Adrian Towse, MA, MPhil, is Director Emeritus of the Office of Health Economics in the UK. Adrian’s current research includes incentives for new drugs and vaccines to tackle Antimicrobial Resistance, the use of ‘risk-sharing’ arrangements between healthcare payers and pharmaceutical companies, including value-based pricing approaches; the economics of precision or stratified medicine for healthcare payers and the pharmaceutical industry; and economic issues that affect both R&D for and access to treatments for diseases prevalent in low and middle income countries.
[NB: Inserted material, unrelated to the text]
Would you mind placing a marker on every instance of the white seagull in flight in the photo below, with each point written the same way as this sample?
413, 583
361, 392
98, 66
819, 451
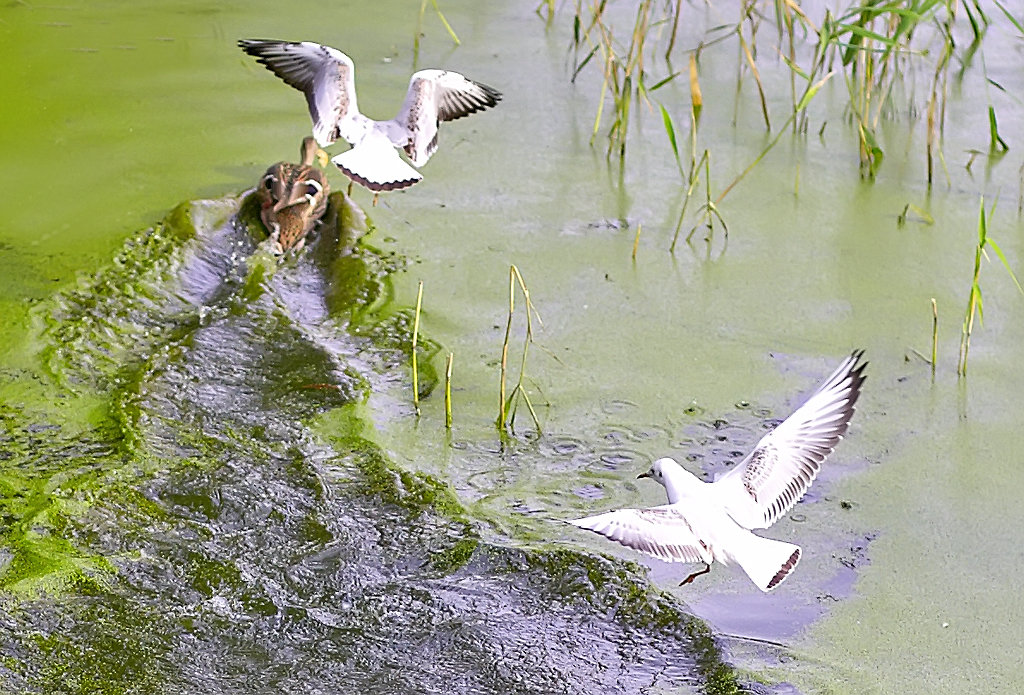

A Senior Visiting Fellow at the Health Economics Research Centre, Nuffield Department of Population Health, at the University of Oxford, Adrian also has been a Visiting Professor at the London School of Economics and a Visiting Professor at the University of York. For ten years, he served as a Non-Executive Director of the Oxford University Hospitals NHS Trust, one of the UK’s largest hospital groups. Adrian was President of the International Society for Pharmacoeconomics and Outcomes Research (ISPOR) for the 2014-15 term.

Adrian joined the OHE in 1993 and served as Director for 25 years. He holds an MA (Hons) in Politics, Philosophy and Economics from Keble College, Oxford; an MPhil in Management Studies from Nuffield College, Oxford, and the Oxford Centre for Management Studies; and is a Member of the Chartered Institute of Management Accountants.